I have found from experience that there are steps a person can do to install a development certificate that even works in docker. However, it only works from localhost. If somebody tries to access from another computer on the network, its not going to work unfortunately. The only way I was able to get around it was to do as not ssl. I would suggest either taking out the part for ssl. Or another idea can be an extension. So if somebody wants to force ssl, then they can run 2 lines of code then it would be ssl enabled. However, they would have to figure out how to make other computers on the network trust it. If the extension is not ran, then it would not be ssl which means this can run even on docker. I would have suggested making more of the game where it does not care about any of the network stuff so people can have choices (if they really want to run completely locally like on a mobile device with no internet, they can). Its still a good idea that build your own client means the game focus on behind the scene stuff and its up to others to create a ui for it.

TimCorey commented 2 years ago

I would recommend NOT taking out SSL. Turning something off because you can't figure it out in development is not a wise idea. Like @StickMick said, you can get it to work locally, and not just with localhost. Don't reduce the security of your app in production in order to make it easier in development.

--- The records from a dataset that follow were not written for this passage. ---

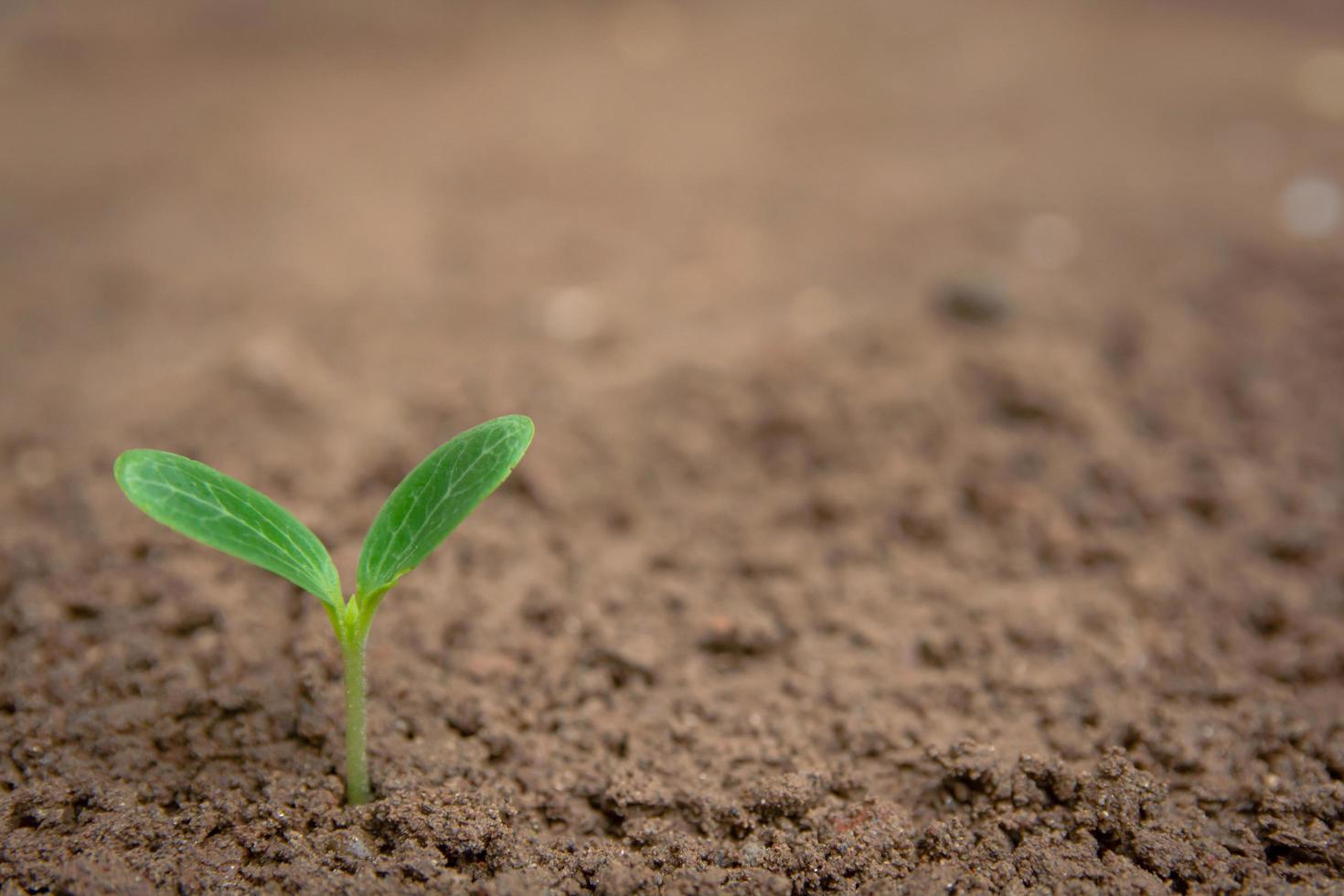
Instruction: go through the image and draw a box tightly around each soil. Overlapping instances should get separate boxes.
[0,0,1344,893]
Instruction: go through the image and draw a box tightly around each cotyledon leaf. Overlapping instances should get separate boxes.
[358,415,534,595]
[114,449,344,609]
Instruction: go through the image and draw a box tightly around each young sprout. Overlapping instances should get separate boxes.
[114,415,532,805]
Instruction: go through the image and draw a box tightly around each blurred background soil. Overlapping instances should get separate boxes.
[0,0,1344,893]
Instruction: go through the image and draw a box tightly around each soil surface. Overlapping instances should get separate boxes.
[0,0,1344,893]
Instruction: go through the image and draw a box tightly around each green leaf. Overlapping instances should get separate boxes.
[114,449,344,609]
[358,415,532,595]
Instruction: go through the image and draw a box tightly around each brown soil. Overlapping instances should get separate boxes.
[0,0,1344,893]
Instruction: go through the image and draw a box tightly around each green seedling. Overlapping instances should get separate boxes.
[114,415,532,805]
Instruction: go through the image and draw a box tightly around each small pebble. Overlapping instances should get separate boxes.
[1278,175,1344,240]
[935,281,1012,324]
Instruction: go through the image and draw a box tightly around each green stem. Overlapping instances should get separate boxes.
[338,612,372,806]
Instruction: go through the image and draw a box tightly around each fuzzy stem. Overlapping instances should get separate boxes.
[340,621,372,806]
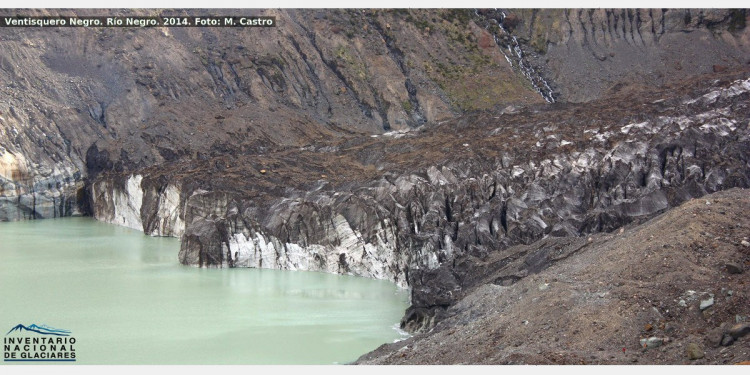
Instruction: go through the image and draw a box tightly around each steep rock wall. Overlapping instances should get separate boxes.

musictopia2 commented 2 years ago

The problem is if a person does not take out ssl, then you have a case where it will work in development but will not work in production. Even in development, if you want somebody else to access it from another computer on your network, its impossible for it to work unfortunately.

musictopia2 commented 2 years ago

The one case where its good to keep as ssl is if you are deploying to azure or some cloud service. That is the only way that ssl works. If a company wants to use it internally, then if ssl is used, then everybody has to go to the computer where its on. Good news is much more secure. The bad news is would not be very usuable though.

TimCorey commented 2 years ago

That's the issue though - it is NOT impossible to get it to work. It is possible. Also, it WILL work in production with SSL. In fact, if you don't use SSL, even internally, you are enabling a major security risk. Turning it off is really bad advice.

musictopia2 commented 2 years ago

Can you do a video to show how its possible. Because i have seen no videos about how to even do it. Hopefully does not cost money though. There is a site i heard of called InstantSSL. However, there was no clear instructions on how to get it to work even on a simple hello world site.

StickMick commented 2 years ago

Hey all, sorry about lack of input in the project. Big projects going live at work has drained my time, but I'm starting to get more opportunity to get back into this.

I'm interested in input on how to remedy this, I'm not really across SSL and I was somewhat under the impression that if someone wanted to host this project: they would need to install and use their own SSL certs.

It's not terribly high on my priority list to fix: since the server is just a means to access the logic within the library and is just a proof of concept at the moment.

If someone knows of a solution and/or best practice, jump on in and give it a shot

musictopia2 commented 2 years ago

unfortunately, most people don't even know how to do their own ssl certs except for the development one which does not allow other computers on the network to use this. my suggestion would be something like this. Don't even worry about the server part. just have the code logic (class library alone). then a person can decide how its hosted. they can decide either server side which means they have to pay for azure. Or they would do as self contained but the class library is still helpful because the business logic is already done so a person focuses on the ui for it. What would be great is if somebody can contribute and show how to do the ssl certificate for free for local hosting on private network.